I have a dataset with repeated measures, in which for each unit $i$, we observe multiple observations (for the same variable) $y_{ij}$ and multiple $x_{ik}$, but we don't know which $y_{ij}$ observations correspond to which $x_{ik}$ observations, (i.e. we don't necessarily have $j=k$). In fact, I usually observe 3 $y_{ij}$ and 10 $x_{ik}$ for each $i=1 \ldots N, N \approx 1000$. Written differently, my data is like $\{ \{y_{1a}, y_{1b}, y_{1c}; x_{1,1}, \ldots x_{1,10}\}, \ldots, \{y_{Na}, y_{Nb}, y_{Nc}; x_{N,1}, \ldots x_{N,10}\}\}$
The goal of the analysis is to run a regression of y on x.
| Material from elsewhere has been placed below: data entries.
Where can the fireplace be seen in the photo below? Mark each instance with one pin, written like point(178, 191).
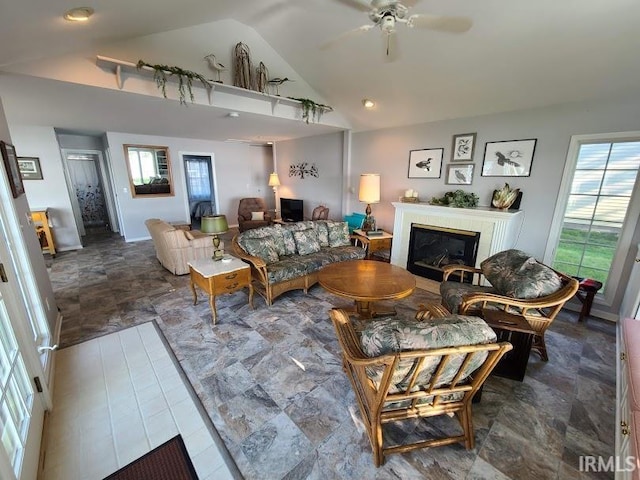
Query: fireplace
point(432, 247)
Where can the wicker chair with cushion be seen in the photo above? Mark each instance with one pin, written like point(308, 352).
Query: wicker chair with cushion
point(406, 368)
point(253, 213)
point(517, 283)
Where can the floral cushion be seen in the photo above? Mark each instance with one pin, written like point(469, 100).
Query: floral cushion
point(339, 234)
point(391, 335)
point(322, 230)
point(306, 241)
point(265, 248)
point(515, 274)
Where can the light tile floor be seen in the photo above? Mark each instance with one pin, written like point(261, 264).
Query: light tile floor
point(118, 397)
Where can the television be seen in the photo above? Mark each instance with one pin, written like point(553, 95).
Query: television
point(291, 210)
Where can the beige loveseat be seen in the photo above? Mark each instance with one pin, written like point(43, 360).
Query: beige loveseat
point(175, 247)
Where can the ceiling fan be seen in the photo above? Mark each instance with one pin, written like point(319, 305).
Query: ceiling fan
point(388, 14)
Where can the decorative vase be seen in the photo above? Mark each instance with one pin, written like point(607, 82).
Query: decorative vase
point(504, 197)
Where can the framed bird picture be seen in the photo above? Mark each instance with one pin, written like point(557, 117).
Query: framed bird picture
point(460, 174)
point(511, 158)
point(425, 163)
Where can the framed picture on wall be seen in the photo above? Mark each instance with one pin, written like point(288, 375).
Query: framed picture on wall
point(510, 158)
point(460, 174)
point(463, 147)
point(30, 168)
point(425, 163)
point(11, 166)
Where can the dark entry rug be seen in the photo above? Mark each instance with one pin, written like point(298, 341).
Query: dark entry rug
point(169, 461)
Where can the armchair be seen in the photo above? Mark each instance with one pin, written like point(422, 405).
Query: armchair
point(517, 283)
point(408, 371)
point(253, 213)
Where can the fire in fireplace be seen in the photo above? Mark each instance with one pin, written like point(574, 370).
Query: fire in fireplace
point(431, 248)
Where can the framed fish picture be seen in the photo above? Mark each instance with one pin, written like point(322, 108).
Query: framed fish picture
point(426, 163)
point(510, 158)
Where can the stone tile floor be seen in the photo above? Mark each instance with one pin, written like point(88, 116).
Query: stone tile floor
point(279, 421)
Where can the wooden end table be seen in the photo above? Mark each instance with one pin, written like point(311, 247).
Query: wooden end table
point(375, 243)
point(366, 282)
point(217, 277)
point(516, 330)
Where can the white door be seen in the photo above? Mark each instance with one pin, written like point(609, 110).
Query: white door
point(21, 407)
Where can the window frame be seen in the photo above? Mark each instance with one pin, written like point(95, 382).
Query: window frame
point(609, 294)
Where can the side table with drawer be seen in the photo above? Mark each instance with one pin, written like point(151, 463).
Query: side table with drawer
point(218, 277)
point(378, 246)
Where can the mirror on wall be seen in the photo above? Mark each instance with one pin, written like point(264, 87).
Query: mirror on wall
point(149, 169)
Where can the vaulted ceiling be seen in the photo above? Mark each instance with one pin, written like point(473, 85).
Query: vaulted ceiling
point(516, 55)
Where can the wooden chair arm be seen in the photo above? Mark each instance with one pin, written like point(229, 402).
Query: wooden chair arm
point(461, 269)
point(556, 298)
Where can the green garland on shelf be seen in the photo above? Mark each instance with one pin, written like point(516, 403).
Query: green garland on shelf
point(185, 79)
point(312, 110)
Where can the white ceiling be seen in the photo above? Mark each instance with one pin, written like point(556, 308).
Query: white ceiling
point(517, 54)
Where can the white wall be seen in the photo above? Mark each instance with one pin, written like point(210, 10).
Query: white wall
point(326, 152)
point(387, 152)
point(241, 171)
point(51, 191)
point(21, 208)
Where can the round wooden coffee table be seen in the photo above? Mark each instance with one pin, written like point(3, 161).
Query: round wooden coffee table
point(366, 282)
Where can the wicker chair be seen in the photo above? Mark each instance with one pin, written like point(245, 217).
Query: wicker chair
point(472, 298)
point(449, 388)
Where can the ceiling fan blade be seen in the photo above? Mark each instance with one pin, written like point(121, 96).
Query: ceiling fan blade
point(440, 23)
point(348, 34)
point(391, 51)
point(362, 5)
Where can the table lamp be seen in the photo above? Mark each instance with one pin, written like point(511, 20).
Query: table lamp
point(274, 181)
point(215, 225)
point(369, 193)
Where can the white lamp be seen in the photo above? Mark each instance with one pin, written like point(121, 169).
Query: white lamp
point(274, 181)
point(369, 193)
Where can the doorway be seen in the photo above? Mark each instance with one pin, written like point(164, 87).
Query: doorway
point(90, 200)
point(201, 186)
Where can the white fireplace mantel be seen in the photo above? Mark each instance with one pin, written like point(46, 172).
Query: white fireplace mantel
point(499, 229)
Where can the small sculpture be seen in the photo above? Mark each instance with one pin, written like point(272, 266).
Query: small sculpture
point(505, 197)
point(276, 82)
point(215, 65)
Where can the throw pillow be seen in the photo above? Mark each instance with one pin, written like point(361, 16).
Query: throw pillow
point(306, 241)
point(264, 248)
point(339, 234)
point(322, 230)
point(516, 274)
point(391, 335)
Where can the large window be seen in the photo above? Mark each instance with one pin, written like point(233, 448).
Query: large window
point(596, 209)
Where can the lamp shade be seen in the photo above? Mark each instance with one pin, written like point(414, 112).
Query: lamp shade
point(274, 180)
point(214, 224)
point(369, 191)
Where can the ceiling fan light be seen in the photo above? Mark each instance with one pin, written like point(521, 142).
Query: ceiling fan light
point(78, 14)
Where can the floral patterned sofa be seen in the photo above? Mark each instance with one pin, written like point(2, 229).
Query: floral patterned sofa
point(288, 257)
point(517, 283)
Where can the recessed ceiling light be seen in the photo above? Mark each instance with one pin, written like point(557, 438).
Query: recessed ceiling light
point(78, 14)
point(368, 103)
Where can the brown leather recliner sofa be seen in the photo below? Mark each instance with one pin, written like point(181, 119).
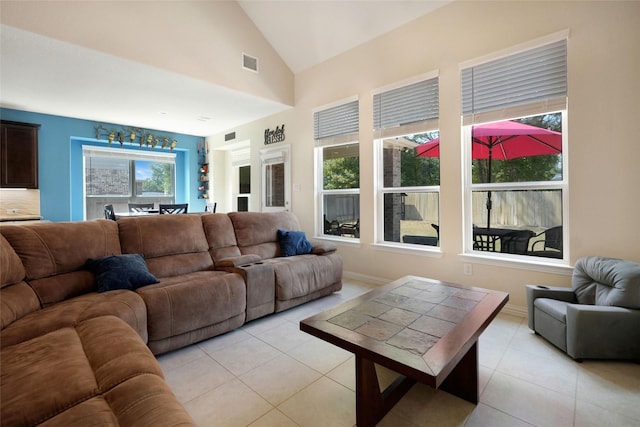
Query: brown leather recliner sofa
point(73, 356)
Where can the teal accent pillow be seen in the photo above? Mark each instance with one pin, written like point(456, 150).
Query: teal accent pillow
point(128, 271)
point(293, 243)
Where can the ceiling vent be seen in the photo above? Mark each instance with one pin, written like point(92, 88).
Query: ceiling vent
point(249, 63)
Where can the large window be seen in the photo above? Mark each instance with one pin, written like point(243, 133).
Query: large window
point(408, 170)
point(338, 161)
point(123, 176)
point(514, 115)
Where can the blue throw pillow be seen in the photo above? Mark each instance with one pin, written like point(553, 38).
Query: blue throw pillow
point(293, 243)
point(127, 271)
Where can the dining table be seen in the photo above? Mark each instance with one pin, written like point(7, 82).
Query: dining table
point(140, 213)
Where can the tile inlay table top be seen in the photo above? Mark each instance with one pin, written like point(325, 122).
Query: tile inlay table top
point(426, 330)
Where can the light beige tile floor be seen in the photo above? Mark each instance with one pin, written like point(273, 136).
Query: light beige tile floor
point(270, 374)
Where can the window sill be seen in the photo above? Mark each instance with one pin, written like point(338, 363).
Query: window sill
point(430, 251)
point(519, 262)
point(350, 241)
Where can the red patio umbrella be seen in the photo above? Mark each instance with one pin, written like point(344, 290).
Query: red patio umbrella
point(503, 141)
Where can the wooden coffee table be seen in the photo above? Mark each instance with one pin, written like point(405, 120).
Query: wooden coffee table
point(426, 330)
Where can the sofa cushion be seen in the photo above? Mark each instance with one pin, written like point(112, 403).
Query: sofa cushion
point(12, 270)
point(93, 360)
point(257, 232)
point(171, 245)
point(221, 236)
point(554, 308)
point(301, 275)
point(127, 271)
point(54, 255)
point(293, 243)
point(126, 305)
point(189, 302)
point(607, 281)
point(17, 299)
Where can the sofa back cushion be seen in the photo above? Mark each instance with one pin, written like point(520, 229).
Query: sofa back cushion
point(16, 297)
point(54, 255)
point(607, 281)
point(257, 232)
point(170, 244)
point(220, 236)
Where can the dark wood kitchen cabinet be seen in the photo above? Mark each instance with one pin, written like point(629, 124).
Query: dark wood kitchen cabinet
point(19, 155)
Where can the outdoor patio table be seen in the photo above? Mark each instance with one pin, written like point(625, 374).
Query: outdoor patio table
point(484, 239)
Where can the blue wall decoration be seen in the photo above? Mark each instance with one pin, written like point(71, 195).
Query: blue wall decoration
point(60, 141)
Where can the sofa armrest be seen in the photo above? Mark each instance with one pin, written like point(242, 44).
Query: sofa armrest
point(603, 332)
point(322, 247)
point(237, 261)
point(553, 292)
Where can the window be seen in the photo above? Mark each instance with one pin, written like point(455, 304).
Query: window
point(514, 115)
point(244, 178)
point(276, 165)
point(408, 164)
point(338, 160)
point(124, 176)
point(240, 183)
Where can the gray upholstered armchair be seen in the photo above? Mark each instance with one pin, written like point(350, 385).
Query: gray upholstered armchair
point(598, 318)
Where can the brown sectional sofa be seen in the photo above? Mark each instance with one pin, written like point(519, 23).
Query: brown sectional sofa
point(73, 356)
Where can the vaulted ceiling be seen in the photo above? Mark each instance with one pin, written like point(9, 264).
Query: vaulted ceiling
point(45, 74)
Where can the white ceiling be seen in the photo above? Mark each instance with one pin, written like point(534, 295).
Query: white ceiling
point(49, 76)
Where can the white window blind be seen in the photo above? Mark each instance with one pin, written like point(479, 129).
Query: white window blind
point(342, 120)
point(413, 103)
point(537, 75)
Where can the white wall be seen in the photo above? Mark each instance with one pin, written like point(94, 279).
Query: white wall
point(603, 129)
point(201, 39)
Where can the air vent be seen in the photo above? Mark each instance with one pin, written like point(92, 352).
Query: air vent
point(249, 63)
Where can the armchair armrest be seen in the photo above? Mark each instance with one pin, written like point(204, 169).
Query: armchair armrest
point(553, 292)
point(322, 247)
point(237, 261)
point(607, 332)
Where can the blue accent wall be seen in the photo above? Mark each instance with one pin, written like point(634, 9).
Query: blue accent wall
point(60, 141)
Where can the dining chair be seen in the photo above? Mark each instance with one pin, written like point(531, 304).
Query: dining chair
point(177, 208)
point(109, 212)
point(140, 207)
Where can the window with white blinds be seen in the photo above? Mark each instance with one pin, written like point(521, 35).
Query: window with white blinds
point(341, 120)
point(536, 77)
point(406, 105)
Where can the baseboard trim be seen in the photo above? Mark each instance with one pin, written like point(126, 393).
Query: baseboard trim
point(514, 310)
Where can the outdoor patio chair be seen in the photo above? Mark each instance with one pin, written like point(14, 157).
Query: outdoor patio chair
point(109, 213)
point(598, 317)
point(140, 207)
point(516, 242)
point(437, 228)
point(351, 229)
point(550, 246)
point(173, 208)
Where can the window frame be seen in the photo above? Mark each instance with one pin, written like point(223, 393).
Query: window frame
point(539, 107)
point(430, 112)
point(342, 132)
point(131, 156)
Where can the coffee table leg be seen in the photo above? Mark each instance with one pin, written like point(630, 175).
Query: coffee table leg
point(463, 380)
point(368, 397)
point(371, 404)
My assumption is that the true model is $y_{ij}=\alpha + \beta x_{ij}+\epsilon_{ij}$. I can't run this regression since I don't know the pairing of each j and k. For now I average observations for each unit, and regress $y_{i\cdot}\sim x_{i\cdot}$. I believe this leads to an unbiased/consistent estimator only if $K\to \infty$ and $J\to \infty$, which is not my case (for me $J=3$).
My questions:
Is there a more specific name for this kind of unpaired/unmatched data ?
More importantly, is there a literature associated to this? Can I do better than averaging my $x_i$ and $y_i$? One idea could be to match quantiles (over i) of $y_{ij}$ to those of $x_{ik}$, or run the regression for a lot of combinations of $y_{ij}$ and $x_{ik}$... Or do some clustering?